The Gothic phase began with the building of the choir of the abbey of St-Denis near Paris in 1140, and ran through to the end of the fifteenth century. Architecturally, it encompasses the development of wider, traceried windows of coloured glass, filling the wall spaces liberated by the refinement of vertical structure; the "rose" or wheel is an early and especially French feature in window tracery. The glass at Chartres shows better than anywhere the concerted architectural effect of these developments. Another distinctive element is the flying buttress outside the walls to resist the outward push of the vaulting.

In the south, as at Albi and Angers, the great churches are generally broader and simpler in plan and external appearance, with aisles often almost as high as the nave. Many secular buildings survive - some of the most notable in their present form being the work of Viollet-le-Duc, the pre-eminent nineteenth-century restorer - and even whole towns, for example Carcassonne and Aigues Mortes; Avignon has the bridge and the papal palace.

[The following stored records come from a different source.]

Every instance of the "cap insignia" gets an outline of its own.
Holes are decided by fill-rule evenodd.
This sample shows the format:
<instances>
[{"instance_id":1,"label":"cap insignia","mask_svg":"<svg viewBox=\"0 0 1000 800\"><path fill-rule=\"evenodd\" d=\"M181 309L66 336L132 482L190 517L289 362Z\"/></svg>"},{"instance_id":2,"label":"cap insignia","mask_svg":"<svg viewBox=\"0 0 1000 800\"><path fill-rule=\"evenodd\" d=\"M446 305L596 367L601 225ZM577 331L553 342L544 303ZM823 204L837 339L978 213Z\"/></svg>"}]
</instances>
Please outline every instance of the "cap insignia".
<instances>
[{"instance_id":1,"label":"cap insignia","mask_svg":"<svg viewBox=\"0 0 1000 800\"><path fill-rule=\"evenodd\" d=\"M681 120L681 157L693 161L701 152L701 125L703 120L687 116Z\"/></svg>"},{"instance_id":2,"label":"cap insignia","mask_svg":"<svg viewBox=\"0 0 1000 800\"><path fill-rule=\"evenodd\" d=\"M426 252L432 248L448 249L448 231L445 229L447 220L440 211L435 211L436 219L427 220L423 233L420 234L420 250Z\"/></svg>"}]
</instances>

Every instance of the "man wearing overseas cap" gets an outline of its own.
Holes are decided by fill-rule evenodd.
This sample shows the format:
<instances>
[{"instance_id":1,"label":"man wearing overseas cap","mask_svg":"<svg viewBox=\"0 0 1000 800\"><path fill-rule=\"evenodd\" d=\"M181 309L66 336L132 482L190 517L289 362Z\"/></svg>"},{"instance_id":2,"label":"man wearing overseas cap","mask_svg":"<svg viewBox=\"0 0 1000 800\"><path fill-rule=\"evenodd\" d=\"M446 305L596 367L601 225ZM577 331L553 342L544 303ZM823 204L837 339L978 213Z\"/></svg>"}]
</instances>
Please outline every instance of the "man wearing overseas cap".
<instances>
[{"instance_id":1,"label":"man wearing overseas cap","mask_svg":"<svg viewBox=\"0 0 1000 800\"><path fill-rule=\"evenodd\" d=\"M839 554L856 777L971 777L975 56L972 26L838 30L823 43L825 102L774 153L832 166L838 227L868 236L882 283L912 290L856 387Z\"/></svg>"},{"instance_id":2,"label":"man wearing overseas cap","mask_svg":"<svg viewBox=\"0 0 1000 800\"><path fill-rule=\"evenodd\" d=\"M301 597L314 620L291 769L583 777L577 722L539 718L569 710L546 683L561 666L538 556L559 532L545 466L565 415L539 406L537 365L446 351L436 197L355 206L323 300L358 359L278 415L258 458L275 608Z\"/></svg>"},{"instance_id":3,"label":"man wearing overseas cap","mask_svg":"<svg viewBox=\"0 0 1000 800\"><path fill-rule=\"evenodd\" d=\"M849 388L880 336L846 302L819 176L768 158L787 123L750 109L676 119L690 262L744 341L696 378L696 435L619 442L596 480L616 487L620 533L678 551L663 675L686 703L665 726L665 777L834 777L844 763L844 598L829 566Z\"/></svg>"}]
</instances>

Castles, of necessity, lent themselves less to the disappearing walls of the Gothic style. The Château de Pierrefonds , as restored by Viollet, may be taken as typical. The walls of many others disappeared by force, not whim, as gunpowder made them obsolete and a more settled and subjugated order led to the development of château-palaces, such as Châteaudun (1441) and Blois . The Château de Josselin in Brittany is a marvellous example of the smaller fortresses that became common towards the end of the Gothic period. In addition, a series of colonial settlements, the bastides , or fortified towns, of the English occupation, remain in the Dordogne region and are a refreshing antidote to triumphal French bombast.